Health systems are using machine learning to predict high-cost care. Will it help patients?
April 13, 2022:
Health systems and payers eager to trim costs think the answer lies in a small group of patients who account for more spending than anyone else.
If they can catch these patients — typically termed “high utilizers” or “high cost, high need” — before their conditions worsen, providers and insurers can refer them to primary care or social programs like food services that could keep them out of the emergency department. A growing number also want to identify the patients at highest risk of being readmitted to the hospital, which can rack up more big bills. To find them, they’re whipping up their own algorithms that draw on previous claims information, prescription drug history, and demographic factors like age and gender.
A growing number of the providers he works with globally are piloting and using predictive technology for prevention, said Mutaz Shegewi, research director of market research firm IDC’s global provider IT practice.
Crafted precisely and accurately, these models could significantly reduce costs and also keep patients healthier, said Nigam Shah, a biomedical informatics professor at Stanford. “We can use algorithms to do good, to find people who are likely to be expensive, and then subsequently identify those for whom we may be able to do something,” he said.
But that requires a level of coordination and reliability that so far remains rare in the use of health care algorithms. There’s no guarantee that these models, often homegrown by insurers and health systems, work as they’re intended to. If they rely only on past spending as a predictor of future spending and medical need, they risk skipping over sick patients who haven’t historically had access to health care at all. And the predictions won’t help at all if providers, payers, and social services aren’t actually adjusting their workflow to get those patients into preventive programs, experts warn.

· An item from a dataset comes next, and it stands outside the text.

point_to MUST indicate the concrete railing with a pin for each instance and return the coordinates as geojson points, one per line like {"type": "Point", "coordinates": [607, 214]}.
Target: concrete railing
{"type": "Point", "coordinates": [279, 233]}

“There’s very little organization,” Shah said. “There’s definitely a need for industry standardization both in terms of how you do it and what you do with the information.”
The first issue, experts said, is that there’s not an agreed-upon definition of what constitutes high utilization. As health systems and insurers develop new models, Shah said they will need to be very precise — and transparent — about whether their algorithms to identify potentially expensive patients are measuring medical spending, volume of visits compared to a baseline, or medical need based on clinical data.
Some models use cost as a proxy measure for medical need, but they often can’t account for disparities in a person’s ability to actually get care. In a widely cited 2019 paper examining an algorithm used by Optum, researchers concluded that the tool — which used prior spending to predict patient need — referred white patients for follow-up care more frequently than Black patients who were equally sick.
“Predicting future high-cost patients can differ from predicting patients with high medical need because of confounding factors like insurance status,” said Irene Chen, an MIT computer science researcher who co-authored a Health Affairs piece describing potential bias in health algorithms.
If a high-cost algorithm isn’t accurate, or is exacerbating biases, it could be difficult to catch — especially when models are developed by and implemented in individual health systems, with no outside oversight or auditing by government or industry. A group of Democratic lawmakers has floated a bill requiring organizations using AI to make decisions to assess them for bias and creating a public repository of these systems at the Federal Trade Commission, though it’s not yet clear if it will progress.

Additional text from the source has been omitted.